I have witnessed exactly the same behaviour! It works fine when I refetch after I delete an item but not when I create one.

In case anyone is still interested, this behavior happens because when you delete something, the component holding the original query didn't get unmounted (normally because you just show a popup), while when creating a new item you redirect to another screen (i.e. create item page) unmounting the page holding the original query.

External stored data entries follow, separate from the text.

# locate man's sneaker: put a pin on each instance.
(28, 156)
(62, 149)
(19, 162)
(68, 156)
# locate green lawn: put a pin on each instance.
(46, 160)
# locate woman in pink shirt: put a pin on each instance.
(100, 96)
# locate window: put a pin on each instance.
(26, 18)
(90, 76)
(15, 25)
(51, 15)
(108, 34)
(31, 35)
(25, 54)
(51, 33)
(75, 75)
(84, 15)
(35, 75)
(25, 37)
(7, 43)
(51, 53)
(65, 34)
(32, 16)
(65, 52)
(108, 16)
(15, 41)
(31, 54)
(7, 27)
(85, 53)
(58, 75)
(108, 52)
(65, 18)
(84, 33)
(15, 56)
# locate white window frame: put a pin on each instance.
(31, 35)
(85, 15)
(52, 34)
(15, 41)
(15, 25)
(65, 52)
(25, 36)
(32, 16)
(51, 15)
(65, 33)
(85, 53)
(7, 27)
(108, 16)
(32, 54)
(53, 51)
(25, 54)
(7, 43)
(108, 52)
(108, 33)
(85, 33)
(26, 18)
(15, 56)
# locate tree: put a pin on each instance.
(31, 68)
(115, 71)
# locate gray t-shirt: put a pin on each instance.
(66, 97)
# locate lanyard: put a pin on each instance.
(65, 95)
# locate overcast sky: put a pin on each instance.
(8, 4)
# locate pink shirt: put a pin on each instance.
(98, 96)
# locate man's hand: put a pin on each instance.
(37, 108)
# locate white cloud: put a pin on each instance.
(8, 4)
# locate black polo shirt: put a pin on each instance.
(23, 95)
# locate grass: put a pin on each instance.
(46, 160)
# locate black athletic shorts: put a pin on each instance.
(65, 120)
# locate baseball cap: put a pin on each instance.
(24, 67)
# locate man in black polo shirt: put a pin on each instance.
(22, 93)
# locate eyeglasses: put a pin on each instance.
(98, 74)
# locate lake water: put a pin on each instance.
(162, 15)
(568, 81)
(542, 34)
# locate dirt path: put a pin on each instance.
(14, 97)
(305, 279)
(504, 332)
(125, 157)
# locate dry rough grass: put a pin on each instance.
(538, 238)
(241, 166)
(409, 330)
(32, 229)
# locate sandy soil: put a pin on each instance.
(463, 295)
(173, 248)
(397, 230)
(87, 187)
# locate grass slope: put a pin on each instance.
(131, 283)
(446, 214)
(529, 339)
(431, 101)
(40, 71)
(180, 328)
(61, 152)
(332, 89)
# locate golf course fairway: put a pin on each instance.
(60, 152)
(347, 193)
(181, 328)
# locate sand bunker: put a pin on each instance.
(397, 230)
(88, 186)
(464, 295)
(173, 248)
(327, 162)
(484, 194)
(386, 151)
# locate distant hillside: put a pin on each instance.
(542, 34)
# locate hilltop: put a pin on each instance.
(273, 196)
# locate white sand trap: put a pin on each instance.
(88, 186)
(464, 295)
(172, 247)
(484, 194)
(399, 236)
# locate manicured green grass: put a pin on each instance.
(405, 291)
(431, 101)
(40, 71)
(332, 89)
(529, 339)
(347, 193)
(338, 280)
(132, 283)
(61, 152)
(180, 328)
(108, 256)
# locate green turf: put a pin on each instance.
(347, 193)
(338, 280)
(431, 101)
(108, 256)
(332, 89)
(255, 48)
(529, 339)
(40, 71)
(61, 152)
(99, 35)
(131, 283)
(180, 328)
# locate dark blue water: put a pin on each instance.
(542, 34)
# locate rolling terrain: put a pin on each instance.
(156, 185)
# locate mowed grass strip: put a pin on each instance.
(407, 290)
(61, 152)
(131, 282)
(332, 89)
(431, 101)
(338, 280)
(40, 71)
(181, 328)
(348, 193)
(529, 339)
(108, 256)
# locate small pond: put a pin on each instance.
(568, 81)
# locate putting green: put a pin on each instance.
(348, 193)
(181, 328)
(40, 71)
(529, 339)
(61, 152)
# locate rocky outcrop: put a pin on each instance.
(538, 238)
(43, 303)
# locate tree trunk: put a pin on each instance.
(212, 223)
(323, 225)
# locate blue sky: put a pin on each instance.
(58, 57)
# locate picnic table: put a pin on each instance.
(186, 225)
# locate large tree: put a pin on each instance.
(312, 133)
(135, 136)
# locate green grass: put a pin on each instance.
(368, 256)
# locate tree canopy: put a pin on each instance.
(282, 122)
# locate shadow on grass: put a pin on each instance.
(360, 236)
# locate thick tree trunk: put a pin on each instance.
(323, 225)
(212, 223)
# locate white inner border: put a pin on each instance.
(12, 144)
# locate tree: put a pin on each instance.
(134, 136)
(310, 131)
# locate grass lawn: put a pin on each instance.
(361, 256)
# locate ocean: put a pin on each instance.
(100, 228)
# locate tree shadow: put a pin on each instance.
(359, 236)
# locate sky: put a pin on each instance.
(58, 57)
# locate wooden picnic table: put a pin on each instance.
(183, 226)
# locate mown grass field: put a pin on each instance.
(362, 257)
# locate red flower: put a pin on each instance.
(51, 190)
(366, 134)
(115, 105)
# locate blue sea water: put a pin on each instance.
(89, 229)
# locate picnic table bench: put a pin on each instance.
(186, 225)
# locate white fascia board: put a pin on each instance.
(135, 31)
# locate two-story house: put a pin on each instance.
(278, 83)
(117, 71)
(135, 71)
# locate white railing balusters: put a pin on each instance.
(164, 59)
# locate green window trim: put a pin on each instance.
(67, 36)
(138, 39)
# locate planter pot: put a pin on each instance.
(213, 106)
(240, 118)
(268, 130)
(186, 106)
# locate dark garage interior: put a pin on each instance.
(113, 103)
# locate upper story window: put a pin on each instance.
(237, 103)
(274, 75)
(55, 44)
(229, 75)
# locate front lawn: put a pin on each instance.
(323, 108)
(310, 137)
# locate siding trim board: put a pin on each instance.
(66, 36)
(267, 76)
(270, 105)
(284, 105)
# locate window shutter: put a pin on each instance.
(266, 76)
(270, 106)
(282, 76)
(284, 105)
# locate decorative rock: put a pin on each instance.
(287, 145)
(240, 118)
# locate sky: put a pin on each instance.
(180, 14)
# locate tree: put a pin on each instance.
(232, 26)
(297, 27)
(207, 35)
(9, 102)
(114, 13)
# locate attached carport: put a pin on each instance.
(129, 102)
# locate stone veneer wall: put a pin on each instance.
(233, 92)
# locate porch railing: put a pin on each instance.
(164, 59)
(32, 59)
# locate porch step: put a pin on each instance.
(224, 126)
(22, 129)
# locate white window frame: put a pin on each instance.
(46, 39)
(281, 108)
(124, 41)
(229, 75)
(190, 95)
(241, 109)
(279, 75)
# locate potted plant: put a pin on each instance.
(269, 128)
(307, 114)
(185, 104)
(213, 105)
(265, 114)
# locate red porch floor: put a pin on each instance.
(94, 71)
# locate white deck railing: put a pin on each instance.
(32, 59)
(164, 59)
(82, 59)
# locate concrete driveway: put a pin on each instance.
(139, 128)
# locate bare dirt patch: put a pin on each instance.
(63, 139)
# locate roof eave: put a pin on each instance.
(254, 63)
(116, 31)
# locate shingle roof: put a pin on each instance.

Apollo maintains a list of observable queries at any given time, which is based on which components are currently mounted that defined a query (i.e. through <Query>...</Query> or useQuery). When a component gets unmounted - at least in the React world - , Apollo removes it from the list of observable queries by calling QueryManager.tearDownQuery when the component unmounts. During refetchQueries , when given a Query name string, apollo searches only the observable queries and because it can't find it, it doesn't execute a refeetch. If you provide a { query: ..., variables: .. } as a refetch value, Apollo bypasses this search and always executes the query you've given it, as if it was a completely new query (since it has the doc and the variables it needs to execute it)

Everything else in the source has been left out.